Acknowledgement sent to Robert Vollmert <rob <at> vllmrt.net>:
New bug report received and forwarded. Copy sent to bug-guix <at> gnu.org. (Fri, 30 Aug 2019 17:33:02 GMT) Full text and rfc822 format available.

Message #5 received at submit <at> debbugs.gnu.org (full text, mbox):

From: Robert Vollmert <rob <at> vllmrt.net>
To: bug-guix <at> gnu.org
Subject: mcron randomly stops running jobs
Date: Fri, 30 Aug 2019 19:31:44 +0200
This is the third time I’ve seen this, and this time I’m
sure that nothing else happened.

I have numerous mcron jobs configured, many of which run every 15 minutes,
and one which runs once a minute. Just now, at 19:22, I noticed the minutely
cron job didn’t seem to run, and saw that one every-15-minute job which always
logs to mcron.log had last run at 18:00. I restarted mcron, and jobs started
running again. There is no timezone confusion either: That every-15-minute job
logged its first run at 19:30.





Severity set to 'important' from 'normal' Request was from Ludovic Courtès <ludo <at> gnu.org> to control <at> debbugs.gnu.org. (Fri, 21 Feb 2020 20:20:02 GMT) Full text and rfc822 format available.
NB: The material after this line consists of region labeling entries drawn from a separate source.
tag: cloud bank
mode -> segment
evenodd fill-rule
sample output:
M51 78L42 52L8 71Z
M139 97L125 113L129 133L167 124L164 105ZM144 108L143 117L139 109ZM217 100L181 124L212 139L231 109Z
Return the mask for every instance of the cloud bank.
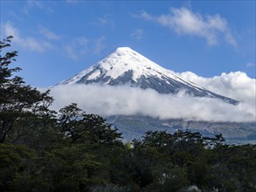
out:
M229 45L234 48L237 47L237 42L226 19L218 14L203 16L182 7L180 9L172 8L170 13L156 17L142 11L138 17L168 27L177 34L204 38L210 45L217 45L224 37Z
M215 90L218 93L225 92L227 94L225 95L228 96L233 94L243 102L233 106L215 99L195 98L184 92L175 95L160 94L154 90L126 86L66 85L51 89L51 94L55 99L52 107L59 110L75 102L86 113L102 116L142 114L162 120L255 121L255 101L253 102L255 90L252 90L255 79L249 79L242 72L223 73L212 79L204 79L191 72L182 73L182 76L197 79L197 83L204 83L205 87L213 88L216 86ZM239 82L239 79L244 81ZM247 93L240 93L246 91L246 87L250 88Z
M220 76L213 78L204 78L191 72L176 74L216 93L248 103L255 107L256 79L249 78L243 72L223 72Z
Information forwarded to bug-guix <at> gnu.org:
bug#37237; Package guix. (Sun, 23 Feb 2020 18:31:01 GMT) Full text and rfc822 format available.

Message #10 received at 37237 <at> debbugs.gnu.org (full text, mbox):

From: Ludovic Courtès <ludo <at> gnu.org>
To: Robert Vollmert <rob <at> vllmrt.net>
Cc: 37237 <at> debbugs.gnu.org
Subject: Re: bug#37237: mcron randomly stops running jobs
Date: Sun, 23 Feb 2020 19:30:26 +0100
Hi,

Robert Vollmert <rob <at> vllmrt.net> skribis:

> I have numerous mcron jobs configured, many of which run every 15 minutes,
> and one which runs once a minute. Just now, at 19:22, I noticed the minutely
> cron job didn’t seem to run, and saw that one every-15-minute job which always
> logs to mcron.log had last run at 18:00. I restarted mcron, and jobs started
> running again. There is no timezone confusion either: That every-15-minute job
> logged its first run at 19:30.

I’ve been bitten by this problem several times already.  I suspect the
patch at
<https://lists.gnu.org/archive/html/bug-mcron/2020-02/msg00004.html>
helps with zombies that mcron tends to leave behind, but I’m not sure it
helps with this “stops running jobs” problem (I’d need to grab a C stack
trace of mcron when that happens.)

Anyway, let’s get this fixed!

Ludo’.




Reply sent to Ludovic Courtès <ludo <at> gnu.org>:
You have taken responsibility. (Wed, 18 Mar 2020 11:11:02 GMT) Full text and rfc822 format available.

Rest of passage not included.